All three patients had regular follow-ups for up to one year. Therapy with corticosteroids, including methylprednisolone, was gradually reduced and stopped for the first and third patients.
The first patient ultimately required corticosteroid reintroduction due to upper limb weakness. Additionally, he had a myasthenic crisis — a medical emergency in which MG affects the muscles that control breathing — one year after diagnosis. He ultimately required the addition of corticoid-sparing immunosuppression.
The second patient remained stable on pyridostigmine and low-dose methylprednisolone.
Researchers noted that electrodiagnostic studies and repetitive nerve stimulation may not be enough to diagnose MG, particularly in patients with ocular forms of the disease. They suggest that cholinesterase inhibitor testing — testing with neostigmine or edrophonium — and testing for acetylcholine receptor antibodies may be more effective for confirming MG and preventing a delayed diagnosis.
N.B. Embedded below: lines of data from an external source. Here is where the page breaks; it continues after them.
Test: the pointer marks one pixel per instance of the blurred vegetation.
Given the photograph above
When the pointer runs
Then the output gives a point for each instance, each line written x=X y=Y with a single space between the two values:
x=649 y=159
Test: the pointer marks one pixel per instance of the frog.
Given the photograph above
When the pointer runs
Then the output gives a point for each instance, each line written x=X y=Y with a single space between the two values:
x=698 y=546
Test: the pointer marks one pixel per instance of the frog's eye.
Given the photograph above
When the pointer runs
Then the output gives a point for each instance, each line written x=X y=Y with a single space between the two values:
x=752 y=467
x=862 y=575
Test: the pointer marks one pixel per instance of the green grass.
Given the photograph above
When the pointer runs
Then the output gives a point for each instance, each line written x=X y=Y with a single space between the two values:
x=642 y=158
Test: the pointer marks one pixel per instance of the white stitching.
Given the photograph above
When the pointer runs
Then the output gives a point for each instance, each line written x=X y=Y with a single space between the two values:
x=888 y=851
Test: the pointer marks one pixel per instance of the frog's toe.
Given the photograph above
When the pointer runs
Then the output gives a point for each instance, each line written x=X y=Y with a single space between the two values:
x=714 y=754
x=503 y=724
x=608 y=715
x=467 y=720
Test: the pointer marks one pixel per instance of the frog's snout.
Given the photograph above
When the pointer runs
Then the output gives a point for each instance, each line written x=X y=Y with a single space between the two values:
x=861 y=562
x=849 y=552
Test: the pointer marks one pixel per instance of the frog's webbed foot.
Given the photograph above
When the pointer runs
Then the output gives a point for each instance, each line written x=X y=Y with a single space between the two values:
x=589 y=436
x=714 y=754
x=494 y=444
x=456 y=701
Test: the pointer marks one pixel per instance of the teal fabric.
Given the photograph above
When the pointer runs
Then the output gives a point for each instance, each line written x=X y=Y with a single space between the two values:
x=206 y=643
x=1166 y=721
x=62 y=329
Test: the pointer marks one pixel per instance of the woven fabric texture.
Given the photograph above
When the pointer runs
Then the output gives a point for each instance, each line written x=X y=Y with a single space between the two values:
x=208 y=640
“We consider it worthwhile to consider the diagnosis of MG even in patients lacking the characteristic fluctuation of symptoms as this can probably delay the correct diagnosis even further,” the researchers wrote.
“Implementing a protocol of electrophysiologic studies and serologic testing for MG-specific antibodies in cases of patients with chronic motor fatigability but without fluctuations of their symptoms could help identify these atypical presentations as MG,” they conclude.